Le projet à trainé 10 ans avant de voir le jour,c'est certainement le temps qu'il à dut falloir aux scénaristes pour lisser les personnages afin que les producteurs donnent la mention approved. C'est aussi le temps que le fils d'Ice cube à eu pour apprendre à jouer la comédie. Il à passé plusieurs fois le casting duquel il a été recalé plusieurs fois avant de décrocher le rôle de son père. Il était certainement le mieux placé à la vue de sa ressemblance pour jouer le rôle qu'il incarne bien,son regard à quasi la même puissance que celui d'Ice Cube. Il va peut être pouvoir faire un biopic sur son père l'acteur,ça va pas aller bien loin et le film sera certainement tout aussi pauvre que celui-ci.
N.W.A - Straight Outta Compton est le premier film sur le rap à la gloire des ses acteurs,avoir un vrai sujet ne suffit pas il faut savoir l'exploiter avec un vrai scénario et un bon réalisateur.Il n'y a ni l'un ni l'autre ici. Allez tout le monde le doigt en l'air et phoque the police.

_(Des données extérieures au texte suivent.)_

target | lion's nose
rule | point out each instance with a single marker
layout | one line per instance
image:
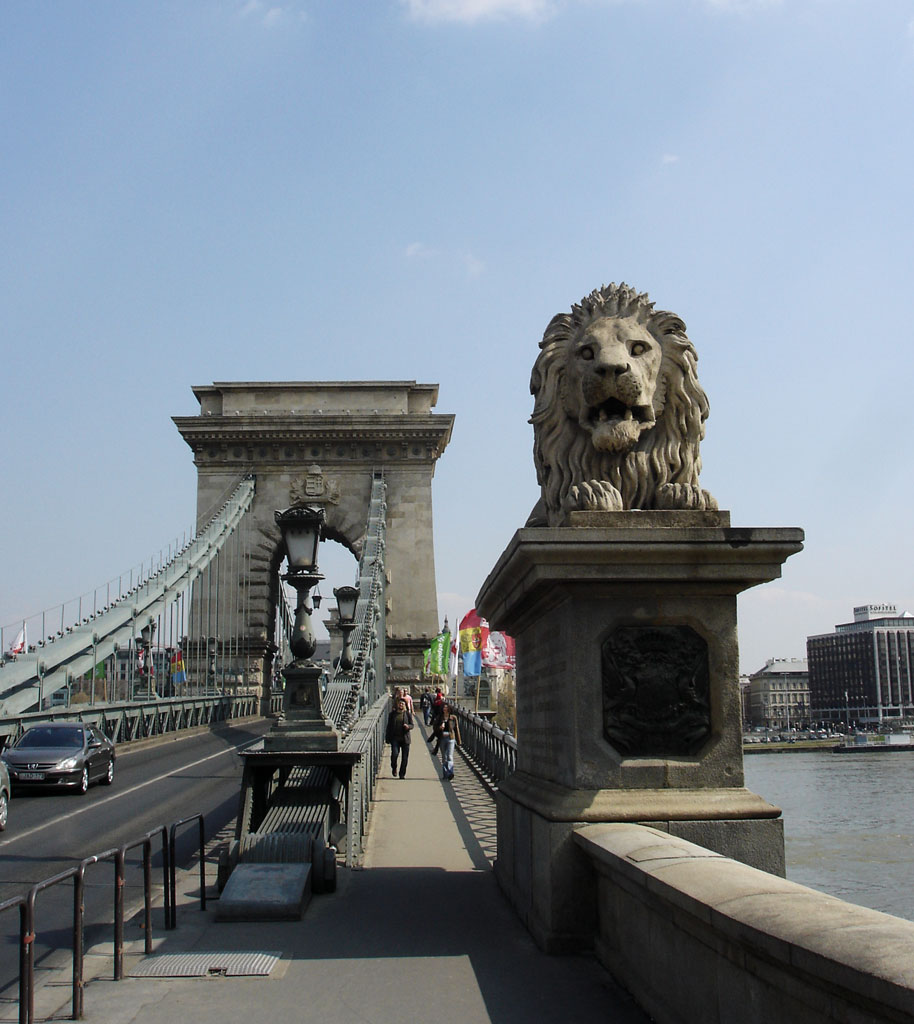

Pour être tout à fait franc je n’étais pas plus motivé que cela à voir ce film, n’étant pas vraiment un fan de rap. Alors, l’idée de me taper un biopic sur un groupe de rap né il y a plus de trente ans, quand bien même je connaissais les membres, honnêtement cela me motivait moyennement, surtout que le film durait presque deux heures trente ! C’est donc avec d’autant plus d’enthousiasme que je suis heureux de dire que j’ai passé un bon moment et que le film s’avère incroyablement passionnant ; on ne voit vraiment pas passer ces plus de deux heures. Alors, certes le film est un biopic musical sur un groupe et il passe par les passages incontournables : rencontre, naissance du groupe, griserie du succès, querelle d’ego, séparation, descente aux enfers, etc… Mais le film dresse finalement un portrait très nuancé de ces hommes, qui si sur leurs raps prennent des postures ultra-machistes et gangsta, s’avère beaucoup plus profond que ces caricatures. On découvre non seulement leur conscience de l’endroit d’où ils viennent et de la situation dans leur quartier, mais également qu’ils ont été de redoutables entrepreneurs (surtout Ice-cube et Dr Dre). Le film montre aussi que l’émergence du gangsta-rap (et donc de leur groupe) correspond à une période où les tentions entre police et quartier chaud de Los Angeles (Compton donc) était à leur maximum, débouchant d’ailleurs sur la honteuse affaire Rodney King. Ce fond socio-historique est vraiment un plus pour le film. Bref, si comme moi le rap n’est pas vraiment votre musique de référence, ne boudez quand même pas votre plaisir et aller voir ce film qui s’avère plus intéressant qu’un énième biopic musical et beaucoup plus que l’hagiographie du NWA. Je dirais presque qu’il faut le voir absolument.